Die aktuelle Situation hat uns aufgeschreckt, weil das bisherige,
projektindividuelle Verhandlungsgeschick gegenüber dem Arbeitssenator und dem
Arbeitsamt offenbar nicht mehr greift. Die fast schon routinemäßige
Verlängerung von Stellen durch die Arbeitsverwaltung ist gestoppt worden, weil
offenbar in den Verwaltungen neue Prioritäten gesetzt werden sollen.
Selbstkritisch müssen wir eingestehen, daß wir zu wenig gemeinsam über die
,,Droge ABM" nachgedacht haben. Erste Versuche, in Bremen eine gemeinsame
Problemsammlung zu organisieren, blieb ohne Erfolg. Wir sollten die aktuelle
Situation nutzen und Versäumtes nachholen und projektübergreifend handeln.

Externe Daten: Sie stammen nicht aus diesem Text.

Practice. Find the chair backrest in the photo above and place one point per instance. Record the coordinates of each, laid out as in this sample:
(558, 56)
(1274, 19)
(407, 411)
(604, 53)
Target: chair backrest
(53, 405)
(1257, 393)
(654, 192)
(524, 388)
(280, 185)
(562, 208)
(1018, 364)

Unserer Meinung nach schließt das neben einer Bestandsaufnahme von dem was
aktuell Stand ist ein, kurzfristig weiter für die Verlängerung bzw. für die
Genehmigung von Neuanträgen zu streiten.
Darüber hinaus ist es aber auch notwendig, über den weiteren Umgang mit dem
Finanzierungsinstrument ABM nachzudenken. Auf Dauer dürfen wir uns nicht auf
ABM verlassen!
Das bedeutet auch, über Alternativen zu diskutieren, die uns unabhängig
machen vom Wohlwollen staatlicher Bürokratie. Die Betonung liegt wohlgemerkt
auf ,,Wohlwollen", denn der Staat sollte nicht aus Pflichten entlassen
werden, die er nur zu gern abgeben würde. Ideen dazu, wir sind uns da ganz
sicher, gibt es in unseren Köpfen. Heraus damit!